Di sudut ruang keluarga yang temaram, Marck duduk di sofa tua sambil memeluk sebuah pigura foto usang. Dalam foto itu, senyum Erika mendiang istrinya merekah hangat. Air mata membasahi pipinya yang sudah mulai keriput, bercampur dengan senyum getir saat ia mulai bercerita, seolah-olah Erika benar-benar ada di sampingnya.
Suara Marck bergetar memecah kesunyian malam, “Erika sayangku. Lihatlah kita sekarang. Waktu benar-benar berlalu begitu cepat, ya?”
Ia mengusap lembut foto Erika, seolah-olah menyentuh pipi istrinya, “Martyn sudah 25 tahun sekarang. Tubuhnya semakin tinggi, walau pikirannya masih sering tersesat. Dia suka sekali duduk di teras memandangi bintang, seperti yang sering kau lakukan dulu. Aku sering melihatnya tersenyum sendiri, entah apa yang ada di dalam benaknya. Tapi aku tahu, dia merindukanmu, Erika. Aku bisa merasakannya.”
Marck menarik napas panjang menahan isak yang ingin lolos, “Dan Erisa putri kecil kita yang cantik. Dia sudah 23 tahun sekarang. Matanya masih seindah matamu, dan senyumnya. Ah, senyumnya selalu mengingatkanku padamu. Dia tumbuh menjadi gadis yang luar biasa kuat, Erika. Meskipun dunia sering kali terlalu bising untuknya, dia selalu menemukan caranya sendiri untuk bersinar.

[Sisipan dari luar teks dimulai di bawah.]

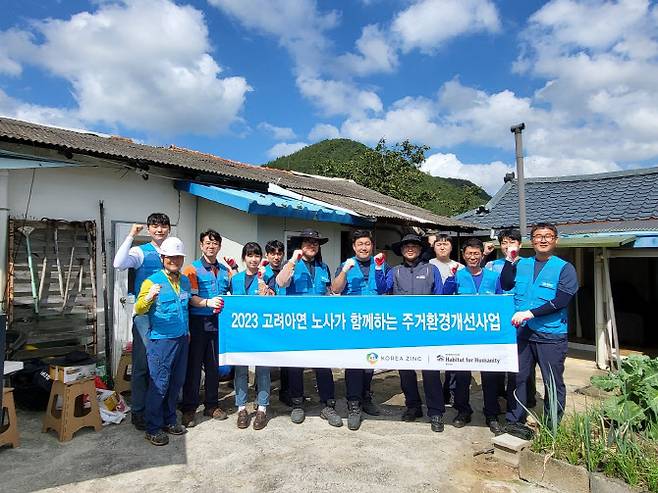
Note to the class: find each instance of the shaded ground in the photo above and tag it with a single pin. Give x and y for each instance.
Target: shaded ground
(385, 455)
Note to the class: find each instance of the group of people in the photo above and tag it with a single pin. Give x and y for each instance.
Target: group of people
(175, 324)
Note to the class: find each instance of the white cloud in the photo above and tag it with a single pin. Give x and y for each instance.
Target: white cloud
(375, 54)
(322, 131)
(338, 97)
(427, 24)
(284, 149)
(279, 133)
(143, 64)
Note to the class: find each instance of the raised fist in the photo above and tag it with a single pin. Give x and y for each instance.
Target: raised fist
(136, 229)
(154, 291)
(349, 263)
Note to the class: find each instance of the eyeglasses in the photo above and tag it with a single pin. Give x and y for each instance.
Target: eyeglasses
(549, 237)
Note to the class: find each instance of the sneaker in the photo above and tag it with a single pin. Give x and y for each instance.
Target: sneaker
(260, 421)
(353, 415)
(437, 423)
(215, 413)
(188, 419)
(461, 420)
(297, 414)
(158, 439)
(494, 426)
(411, 413)
(368, 406)
(176, 429)
(329, 413)
(138, 421)
(243, 419)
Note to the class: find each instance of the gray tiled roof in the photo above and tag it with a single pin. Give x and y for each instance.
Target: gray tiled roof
(609, 198)
(344, 193)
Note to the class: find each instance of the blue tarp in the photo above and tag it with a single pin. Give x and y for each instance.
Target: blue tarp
(269, 204)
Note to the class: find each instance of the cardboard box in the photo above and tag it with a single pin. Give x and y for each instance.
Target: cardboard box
(69, 374)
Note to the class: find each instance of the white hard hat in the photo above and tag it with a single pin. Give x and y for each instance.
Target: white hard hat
(172, 247)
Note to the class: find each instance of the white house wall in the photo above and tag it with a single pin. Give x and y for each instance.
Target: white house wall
(72, 194)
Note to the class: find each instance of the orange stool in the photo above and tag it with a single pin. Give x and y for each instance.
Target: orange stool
(9, 432)
(72, 417)
(124, 370)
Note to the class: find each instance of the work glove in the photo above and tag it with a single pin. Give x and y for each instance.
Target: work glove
(519, 318)
(231, 263)
(154, 291)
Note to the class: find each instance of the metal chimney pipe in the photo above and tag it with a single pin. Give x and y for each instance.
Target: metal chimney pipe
(518, 141)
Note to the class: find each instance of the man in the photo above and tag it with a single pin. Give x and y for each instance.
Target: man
(354, 277)
(510, 246)
(475, 280)
(416, 277)
(145, 260)
(442, 248)
(306, 275)
(543, 287)
(164, 297)
(209, 280)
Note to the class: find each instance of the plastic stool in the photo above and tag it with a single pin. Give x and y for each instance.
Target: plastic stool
(122, 379)
(72, 417)
(9, 432)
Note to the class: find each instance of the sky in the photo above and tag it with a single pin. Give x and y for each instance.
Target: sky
(251, 80)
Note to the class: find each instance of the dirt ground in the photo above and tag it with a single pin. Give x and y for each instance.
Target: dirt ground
(385, 455)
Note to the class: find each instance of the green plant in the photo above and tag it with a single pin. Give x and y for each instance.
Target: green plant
(635, 403)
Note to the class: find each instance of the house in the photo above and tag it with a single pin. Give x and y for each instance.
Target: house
(608, 228)
(62, 191)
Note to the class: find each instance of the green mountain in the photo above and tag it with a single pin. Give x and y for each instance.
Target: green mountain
(349, 159)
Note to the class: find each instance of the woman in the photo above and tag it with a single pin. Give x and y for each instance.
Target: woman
(247, 283)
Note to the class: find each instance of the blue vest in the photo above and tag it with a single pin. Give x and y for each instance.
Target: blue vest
(356, 283)
(168, 314)
(303, 284)
(209, 286)
(152, 264)
(466, 283)
(529, 294)
(237, 284)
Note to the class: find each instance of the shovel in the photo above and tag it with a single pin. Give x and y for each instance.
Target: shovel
(26, 230)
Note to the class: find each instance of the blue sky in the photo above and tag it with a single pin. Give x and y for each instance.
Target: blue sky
(253, 79)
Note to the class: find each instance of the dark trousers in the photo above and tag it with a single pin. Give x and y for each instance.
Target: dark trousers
(432, 387)
(550, 357)
(462, 402)
(323, 376)
(357, 384)
(167, 361)
(203, 352)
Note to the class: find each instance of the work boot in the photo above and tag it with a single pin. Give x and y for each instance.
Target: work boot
(297, 414)
(175, 429)
(461, 420)
(260, 421)
(243, 419)
(494, 426)
(188, 420)
(368, 406)
(437, 423)
(158, 439)
(353, 415)
(138, 421)
(329, 413)
(411, 413)
(215, 412)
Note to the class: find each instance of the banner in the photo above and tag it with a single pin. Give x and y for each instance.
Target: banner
(375, 332)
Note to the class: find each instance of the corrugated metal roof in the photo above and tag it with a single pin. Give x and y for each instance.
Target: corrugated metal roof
(333, 191)
(602, 199)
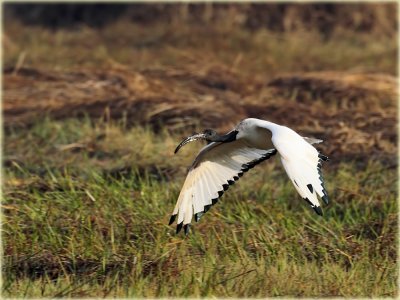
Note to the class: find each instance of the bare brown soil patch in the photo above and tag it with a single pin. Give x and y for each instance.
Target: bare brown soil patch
(355, 113)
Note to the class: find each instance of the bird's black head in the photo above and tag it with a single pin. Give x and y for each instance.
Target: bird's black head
(209, 135)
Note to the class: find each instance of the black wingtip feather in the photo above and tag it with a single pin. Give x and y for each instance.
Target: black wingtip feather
(318, 210)
(197, 216)
(179, 227)
(172, 219)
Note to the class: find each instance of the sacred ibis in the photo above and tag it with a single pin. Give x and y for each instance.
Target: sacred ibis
(227, 157)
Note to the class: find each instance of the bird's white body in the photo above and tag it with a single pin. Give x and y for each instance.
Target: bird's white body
(219, 165)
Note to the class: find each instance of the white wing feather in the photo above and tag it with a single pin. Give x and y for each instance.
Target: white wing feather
(217, 166)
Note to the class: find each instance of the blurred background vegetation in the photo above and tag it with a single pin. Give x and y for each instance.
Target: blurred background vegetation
(96, 97)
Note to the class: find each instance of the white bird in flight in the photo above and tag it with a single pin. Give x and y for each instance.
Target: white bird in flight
(227, 157)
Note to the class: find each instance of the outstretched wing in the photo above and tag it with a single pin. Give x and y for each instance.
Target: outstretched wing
(304, 171)
(216, 167)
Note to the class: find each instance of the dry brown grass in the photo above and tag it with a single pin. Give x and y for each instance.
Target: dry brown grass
(354, 112)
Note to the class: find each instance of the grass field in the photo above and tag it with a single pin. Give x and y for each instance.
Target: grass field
(87, 194)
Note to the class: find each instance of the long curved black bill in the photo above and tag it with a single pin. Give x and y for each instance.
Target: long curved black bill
(197, 136)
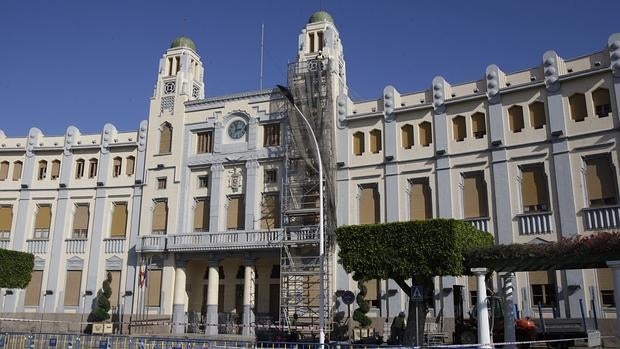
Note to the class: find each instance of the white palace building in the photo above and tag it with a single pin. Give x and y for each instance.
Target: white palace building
(206, 213)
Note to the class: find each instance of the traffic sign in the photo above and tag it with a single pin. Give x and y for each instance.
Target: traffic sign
(417, 293)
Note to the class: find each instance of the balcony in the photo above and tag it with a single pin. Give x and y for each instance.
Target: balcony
(481, 223)
(76, 246)
(535, 223)
(229, 240)
(605, 217)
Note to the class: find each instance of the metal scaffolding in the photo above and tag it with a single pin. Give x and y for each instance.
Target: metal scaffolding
(300, 263)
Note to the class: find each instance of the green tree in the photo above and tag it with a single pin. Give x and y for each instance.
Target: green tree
(417, 250)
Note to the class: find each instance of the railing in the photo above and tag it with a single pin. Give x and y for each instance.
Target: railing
(605, 217)
(76, 246)
(535, 223)
(114, 245)
(481, 223)
(229, 240)
(152, 243)
(36, 246)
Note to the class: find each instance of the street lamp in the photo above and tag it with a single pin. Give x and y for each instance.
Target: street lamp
(287, 94)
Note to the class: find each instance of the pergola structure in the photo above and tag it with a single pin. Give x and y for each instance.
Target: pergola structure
(599, 250)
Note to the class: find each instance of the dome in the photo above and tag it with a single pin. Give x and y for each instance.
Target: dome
(182, 41)
(321, 16)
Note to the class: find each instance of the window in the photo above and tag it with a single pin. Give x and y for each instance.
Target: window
(165, 138)
(79, 168)
(270, 211)
(420, 200)
(81, 217)
(130, 167)
(406, 134)
(577, 103)
(72, 288)
(534, 189)
(606, 287)
(17, 170)
(4, 170)
(235, 219)
(33, 290)
(55, 169)
(601, 181)
(161, 182)
(204, 142)
(160, 217)
(458, 128)
(602, 105)
(271, 175)
(6, 220)
(426, 134)
(42, 222)
(543, 288)
(119, 220)
(358, 143)
(515, 117)
(271, 135)
(153, 297)
(42, 170)
(117, 168)
(202, 215)
(369, 204)
(92, 168)
(538, 118)
(203, 181)
(478, 125)
(375, 141)
(474, 196)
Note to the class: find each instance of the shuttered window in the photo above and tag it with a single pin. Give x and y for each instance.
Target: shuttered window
(474, 196)
(201, 215)
(270, 211)
(119, 220)
(33, 290)
(80, 221)
(601, 181)
(165, 139)
(4, 170)
(72, 288)
(236, 213)
(420, 200)
(17, 170)
(369, 204)
(154, 288)
(160, 217)
(534, 189)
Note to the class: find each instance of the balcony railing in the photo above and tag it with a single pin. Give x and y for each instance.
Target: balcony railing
(76, 246)
(114, 245)
(229, 240)
(36, 246)
(535, 223)
(606, 217)
(481, 223)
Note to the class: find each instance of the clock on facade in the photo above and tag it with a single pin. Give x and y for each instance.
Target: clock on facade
(236, 129)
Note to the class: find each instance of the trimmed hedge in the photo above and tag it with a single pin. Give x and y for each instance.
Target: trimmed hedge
(15, 268)
(401, 250)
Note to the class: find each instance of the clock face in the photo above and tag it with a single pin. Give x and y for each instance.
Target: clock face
(236, 129)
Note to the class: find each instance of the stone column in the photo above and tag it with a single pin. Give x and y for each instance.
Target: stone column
(248, 298)
(615, 267)
(212, 296)
(178, 304)
(509, 310)
(484, 331)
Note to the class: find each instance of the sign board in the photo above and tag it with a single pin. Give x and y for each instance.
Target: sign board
(348, 297)
(417, 293)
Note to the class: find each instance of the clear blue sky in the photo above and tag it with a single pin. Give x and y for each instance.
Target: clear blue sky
(85, 63)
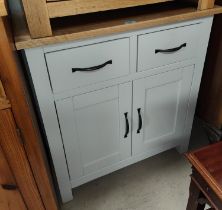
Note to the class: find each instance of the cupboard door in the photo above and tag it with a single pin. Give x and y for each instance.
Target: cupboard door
(159, 109)
(96, 129)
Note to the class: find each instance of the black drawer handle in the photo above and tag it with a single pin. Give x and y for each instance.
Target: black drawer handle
(140, 121)
(127, 125)
(9, 187)
(93, 68)
(171, 50)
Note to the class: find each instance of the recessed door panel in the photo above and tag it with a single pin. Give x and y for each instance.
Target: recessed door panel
(159, 109)
(96, 129)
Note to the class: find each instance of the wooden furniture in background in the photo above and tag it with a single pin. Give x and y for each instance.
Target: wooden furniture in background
(206, 179)
(20, 140)
(111, 22)
(3, 11)
(39, 13)
(210, 98)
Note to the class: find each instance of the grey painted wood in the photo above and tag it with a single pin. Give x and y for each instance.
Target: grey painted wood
(38, 70)
(93, 127)
(165, 87)
(163, 100)
(61, 63)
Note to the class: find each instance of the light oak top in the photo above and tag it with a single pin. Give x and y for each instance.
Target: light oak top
(94, 25)
(3, 11)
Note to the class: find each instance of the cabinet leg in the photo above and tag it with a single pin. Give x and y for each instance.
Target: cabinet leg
(195, 195)
(183, 148)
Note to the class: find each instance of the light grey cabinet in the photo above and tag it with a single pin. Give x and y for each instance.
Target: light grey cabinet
(160, 104)
(112, 101)
(96, 129)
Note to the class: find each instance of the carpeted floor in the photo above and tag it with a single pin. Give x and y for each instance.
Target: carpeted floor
(158, 183)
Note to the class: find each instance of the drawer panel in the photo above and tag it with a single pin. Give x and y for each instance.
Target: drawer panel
(167, 47)
(81, 66)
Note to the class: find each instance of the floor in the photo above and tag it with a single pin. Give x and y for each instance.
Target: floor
(158, 183)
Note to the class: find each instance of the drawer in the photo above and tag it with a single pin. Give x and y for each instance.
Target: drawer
(167, 47)
(81, 66)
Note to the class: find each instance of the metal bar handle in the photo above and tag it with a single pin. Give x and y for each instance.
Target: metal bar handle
(171, 50)
(93, 68)
(127, 125)
(140, 121)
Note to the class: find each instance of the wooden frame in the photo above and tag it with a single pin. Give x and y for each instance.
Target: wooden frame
(32, 175)
(3, 10)
(38, 13)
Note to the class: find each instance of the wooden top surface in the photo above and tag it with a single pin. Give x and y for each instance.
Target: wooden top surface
(111, 22)
(208, 162)
(3, 11)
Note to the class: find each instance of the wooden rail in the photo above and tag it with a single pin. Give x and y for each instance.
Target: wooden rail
(39, 12)
(3, 10)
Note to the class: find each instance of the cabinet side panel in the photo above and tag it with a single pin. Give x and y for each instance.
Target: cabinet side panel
(38, 70)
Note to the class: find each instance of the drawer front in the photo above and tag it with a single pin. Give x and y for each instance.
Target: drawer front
(81, 66)
(167, 47)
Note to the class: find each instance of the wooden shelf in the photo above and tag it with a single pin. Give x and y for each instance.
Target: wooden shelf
(39, 13)
(76, 7)
(111, 22)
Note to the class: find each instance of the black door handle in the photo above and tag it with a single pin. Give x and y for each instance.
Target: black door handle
(93, 68)
(171, 50)
(127, 125)
(9, 187)
(140, 121)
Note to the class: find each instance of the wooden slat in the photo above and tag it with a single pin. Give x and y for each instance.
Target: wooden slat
(75, 7)
(9, 199)
(4, 102)
(15, 154)
(77, 29)
(37, 18)
(206, 4)
(15, 88)
(3, 10)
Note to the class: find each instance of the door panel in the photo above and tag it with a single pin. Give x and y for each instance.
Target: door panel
(163, 100)
(94, 126)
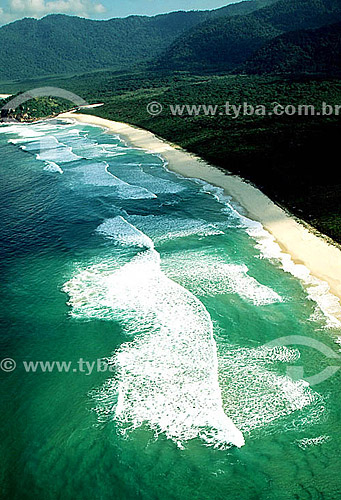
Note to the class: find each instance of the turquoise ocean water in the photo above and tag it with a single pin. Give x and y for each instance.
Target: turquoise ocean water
(107, 255)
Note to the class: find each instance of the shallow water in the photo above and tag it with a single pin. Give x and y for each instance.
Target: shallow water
(106, 255)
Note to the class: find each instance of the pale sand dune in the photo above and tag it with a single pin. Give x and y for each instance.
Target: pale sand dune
(316, 252)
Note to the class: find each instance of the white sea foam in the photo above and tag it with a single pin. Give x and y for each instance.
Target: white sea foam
(136, 175)
(164, 228)
(167, 376)
(307, 442)
(97, 174)
(53, 167)
(124, 233)
(328, 305)
(256, 396)
(207, 274)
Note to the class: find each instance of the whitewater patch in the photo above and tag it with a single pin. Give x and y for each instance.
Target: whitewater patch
(163, 228)
(53, 167)
(97, 174)
(124, 233)
(207, 274)
(167, 376)
(328, 305)
(137, 176)
(308, 442)
(257, 397)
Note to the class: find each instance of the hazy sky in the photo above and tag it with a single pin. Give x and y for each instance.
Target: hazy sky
(11, 10)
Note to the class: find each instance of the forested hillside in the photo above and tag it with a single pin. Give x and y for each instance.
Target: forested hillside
(226, 42)
(304, 51)
(60, 44)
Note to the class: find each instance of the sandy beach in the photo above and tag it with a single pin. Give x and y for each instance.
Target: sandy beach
(314, 251)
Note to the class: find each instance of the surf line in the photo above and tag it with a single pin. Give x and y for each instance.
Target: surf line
(167, 376)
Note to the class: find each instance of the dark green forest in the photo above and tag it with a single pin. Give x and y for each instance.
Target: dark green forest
(259, 52)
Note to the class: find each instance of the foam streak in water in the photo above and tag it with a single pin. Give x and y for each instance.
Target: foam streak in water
(167, 376)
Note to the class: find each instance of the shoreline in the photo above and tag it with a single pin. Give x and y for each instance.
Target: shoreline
(311, 249)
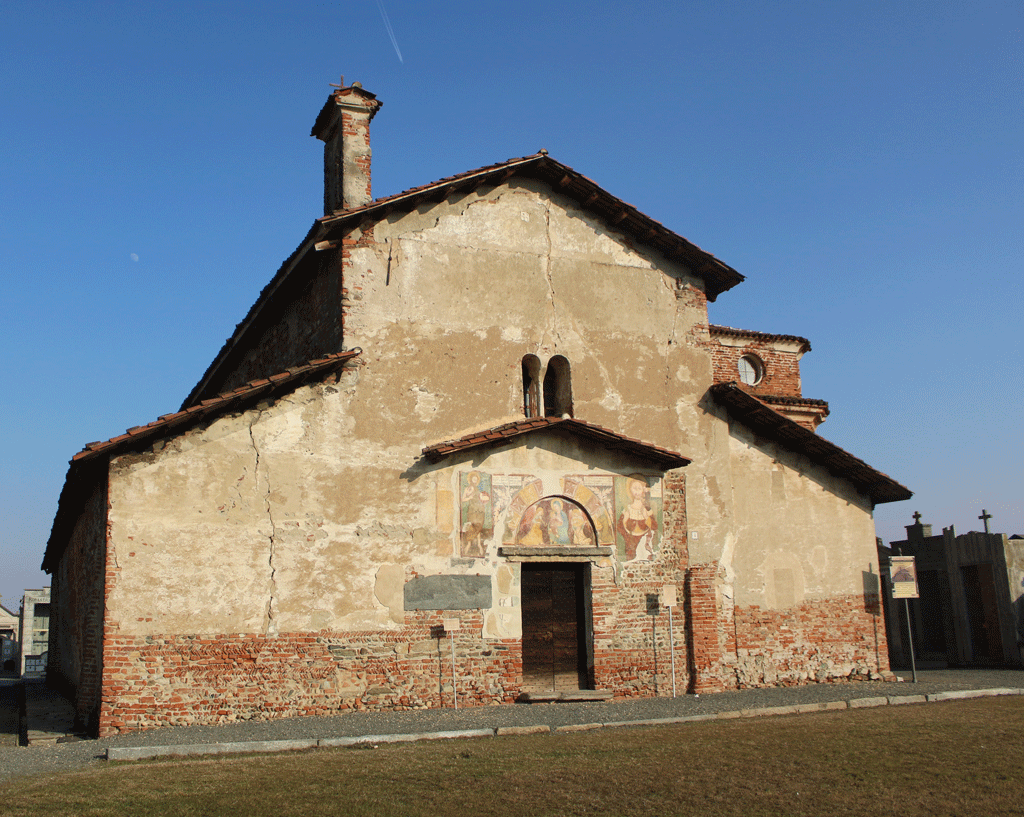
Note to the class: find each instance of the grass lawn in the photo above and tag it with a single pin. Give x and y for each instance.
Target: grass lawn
(963, 758)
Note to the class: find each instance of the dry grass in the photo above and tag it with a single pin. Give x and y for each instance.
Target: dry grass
(963, 758)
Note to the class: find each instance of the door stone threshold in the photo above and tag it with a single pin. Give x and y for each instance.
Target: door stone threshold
(568, 696)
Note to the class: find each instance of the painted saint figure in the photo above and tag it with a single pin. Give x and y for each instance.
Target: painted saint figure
(476, 525)
(637, 522)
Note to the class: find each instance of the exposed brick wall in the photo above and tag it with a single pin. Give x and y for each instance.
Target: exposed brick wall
(207, 679)
(77, 603)
(632, 642)
(838, 639)
(173, 680)
(781, 370)
(706, 629)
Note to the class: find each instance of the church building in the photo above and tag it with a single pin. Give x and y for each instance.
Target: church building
(471, 442)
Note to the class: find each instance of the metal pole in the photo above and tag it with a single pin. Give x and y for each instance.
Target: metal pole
(455, 689)
(672, 650)
(909, 639)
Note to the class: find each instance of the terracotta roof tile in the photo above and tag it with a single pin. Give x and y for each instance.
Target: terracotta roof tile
(761, 336)
(718, 275)
(768, 423)
(663, 458)
(213, 405)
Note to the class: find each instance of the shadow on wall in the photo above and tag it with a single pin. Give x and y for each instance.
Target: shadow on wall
(872, 605)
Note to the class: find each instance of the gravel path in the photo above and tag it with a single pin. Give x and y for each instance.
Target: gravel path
(46, 760)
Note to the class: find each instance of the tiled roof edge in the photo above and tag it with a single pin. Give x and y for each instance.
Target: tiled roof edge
(764, 420)
(717, 329)
(509, 431)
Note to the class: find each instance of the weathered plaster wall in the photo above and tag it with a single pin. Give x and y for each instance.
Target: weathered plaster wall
(260, 564)
(75, 659)
(305, 324)
(260, 567)
(800, 572)
(478, 283)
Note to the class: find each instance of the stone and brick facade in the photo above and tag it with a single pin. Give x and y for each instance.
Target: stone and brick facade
(356, 487)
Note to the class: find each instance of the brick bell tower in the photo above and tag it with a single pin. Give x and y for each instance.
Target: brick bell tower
(343, 126)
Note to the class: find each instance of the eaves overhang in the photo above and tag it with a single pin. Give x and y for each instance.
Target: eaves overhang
(619, 215)
(771, 425)
(90, 463)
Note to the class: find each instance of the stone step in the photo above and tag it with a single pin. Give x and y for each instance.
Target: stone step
(565, 696)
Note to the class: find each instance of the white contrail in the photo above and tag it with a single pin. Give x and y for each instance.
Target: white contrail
(390, 31)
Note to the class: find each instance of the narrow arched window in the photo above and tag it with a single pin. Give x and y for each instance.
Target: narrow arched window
(557, 388)
(531, 385)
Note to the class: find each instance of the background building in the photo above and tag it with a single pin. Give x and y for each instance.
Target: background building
(9, 626)
(971, 605)
(34, 632)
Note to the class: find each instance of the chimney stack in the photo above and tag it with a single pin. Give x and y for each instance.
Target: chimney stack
(343, 126)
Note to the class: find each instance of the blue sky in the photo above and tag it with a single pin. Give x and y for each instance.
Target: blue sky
(859, 163)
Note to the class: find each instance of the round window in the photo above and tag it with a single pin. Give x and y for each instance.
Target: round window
(751, 370)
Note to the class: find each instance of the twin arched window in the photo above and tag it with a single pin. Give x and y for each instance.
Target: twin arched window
(556, 385)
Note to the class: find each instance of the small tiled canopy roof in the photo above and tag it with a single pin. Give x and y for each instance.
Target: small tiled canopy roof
(662, 458)
(81, 472)
(771, 425)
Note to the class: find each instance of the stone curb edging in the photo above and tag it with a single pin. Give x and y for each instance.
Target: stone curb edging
(249, 746)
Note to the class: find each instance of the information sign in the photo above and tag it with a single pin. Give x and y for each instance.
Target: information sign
(904, 576)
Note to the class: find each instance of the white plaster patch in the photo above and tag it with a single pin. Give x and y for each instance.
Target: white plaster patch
(611, 401)
(426, 402)
(512, 334)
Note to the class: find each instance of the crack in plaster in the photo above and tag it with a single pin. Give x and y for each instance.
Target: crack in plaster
(269, 626)
(547, 273)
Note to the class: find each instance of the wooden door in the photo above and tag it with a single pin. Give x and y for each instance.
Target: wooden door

Dia selalu membantuku mengurus Martyn dengan sabar dan penuh cinta. Kau pasti bangga padanya, seperti aku.”
Air mata Marck semakin deras. Ia menundukkan kepala mencium foto itu berkali-kali, “Dan Keyrine, Erika? Gadis kecil kita yang paling bungsu, selalu ceria itu. Dia sudah menikah, Erika. Menikah muda dan kini tinggal di kota lain bersama suaminya dan seorang bayi mungil yang lucu. Cucu lita, Erika. Kau pasti akan sangat bahagia melihatnya. Dia mewarisi keceriaanmu juga sedikit keras kepalamu.”
Marck suaranya tercekat, “Rumah ini terasa begitu sepi tanpamu, Erika. Setiap sudutnya di penuhi kenangan kita. Aroma masakanmu, tawa renyahmu, bahkan teguran lembutmu saat aku lupa menaruh kunci. Semua itu masih begitu jelas di ingatanku, seolah baru kemarin.”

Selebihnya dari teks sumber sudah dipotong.